Sunday, January 20, 2008

Did it really take three years to ask this question?

How Much Responsibility Does Oil-Gas Industry Have in Gulf Coast's Katrina Disaster?

[snip]

The delta, formed by the accumulation of the Mississippi River's upstream mud over thousands of years, is a shadow of what it was 100 years ago. Since the 1930s, a fifth of the 10,000-square-mile delta has turned into open water, decreasing the delta's economic and ecologic value by as much as $15 billion a year, according to Louisiana State University studies.

The rate of land loss, among the highest in the world, has exposed New Orleans and hundreds of other communities to the danger of drowning. Katrina made that painfully clear.

[snip]

In Katrina's wake, the Army Corps of Engineers has gotten the brunt of the criticism for the disaster. Besides building suspect levees, the Corps' mission to control waterways with spillways, floodgates and other measures has played havoc with nature by restricting the Mississippi's sediment and fresh upriver water from replenishing the delta's wetlands.

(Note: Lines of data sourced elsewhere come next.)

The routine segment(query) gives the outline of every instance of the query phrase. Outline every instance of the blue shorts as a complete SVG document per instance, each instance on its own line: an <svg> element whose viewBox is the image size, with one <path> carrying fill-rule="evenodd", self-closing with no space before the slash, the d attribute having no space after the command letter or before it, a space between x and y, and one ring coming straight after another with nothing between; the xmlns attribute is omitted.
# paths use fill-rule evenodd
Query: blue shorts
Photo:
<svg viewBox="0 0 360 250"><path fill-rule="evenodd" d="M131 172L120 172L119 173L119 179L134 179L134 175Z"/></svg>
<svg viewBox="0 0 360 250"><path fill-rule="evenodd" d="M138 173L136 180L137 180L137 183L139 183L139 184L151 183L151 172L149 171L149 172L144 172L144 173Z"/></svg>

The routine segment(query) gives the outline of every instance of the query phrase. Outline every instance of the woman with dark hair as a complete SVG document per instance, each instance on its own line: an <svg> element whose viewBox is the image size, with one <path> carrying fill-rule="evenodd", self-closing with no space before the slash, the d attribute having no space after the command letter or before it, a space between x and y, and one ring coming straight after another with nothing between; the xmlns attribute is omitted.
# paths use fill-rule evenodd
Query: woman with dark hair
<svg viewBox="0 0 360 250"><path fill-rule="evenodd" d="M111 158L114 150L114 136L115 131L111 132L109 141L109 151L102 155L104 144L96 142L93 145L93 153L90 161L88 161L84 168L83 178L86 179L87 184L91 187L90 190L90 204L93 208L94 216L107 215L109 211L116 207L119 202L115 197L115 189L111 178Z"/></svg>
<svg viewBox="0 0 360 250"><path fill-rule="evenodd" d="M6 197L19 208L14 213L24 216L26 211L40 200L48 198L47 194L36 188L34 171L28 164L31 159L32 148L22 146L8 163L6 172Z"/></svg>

There are other reasons for the disastrous wetlands loss: Human development, cypress logging, ill-advised farming on the coast, hurricanes, slipping-and-sliding geologic faults and even a South American semi-aquatic rodent called nutria imported to Louisiana in the 1930s.

But many scientists say the oil industry's 10,000 miles of canals - enough to stretch nearly halfway around the world - and the drilling they supported played a decisive role. Some scientists say drilling caused half of the land loss, or about 1,000 square miles.

"The whole thing was manifest destiny written large on a marshy landscape," said John Day, an LSU professor emeritus who specializes in delta ecologies.

The industry denies that and points to disagreement among scientists over who or what caused damage, and how much.

No one will ever accept responsibility. There are enough fingers to point, enough officials to quote, enough companies to blame. And nothing will be done because it costs money.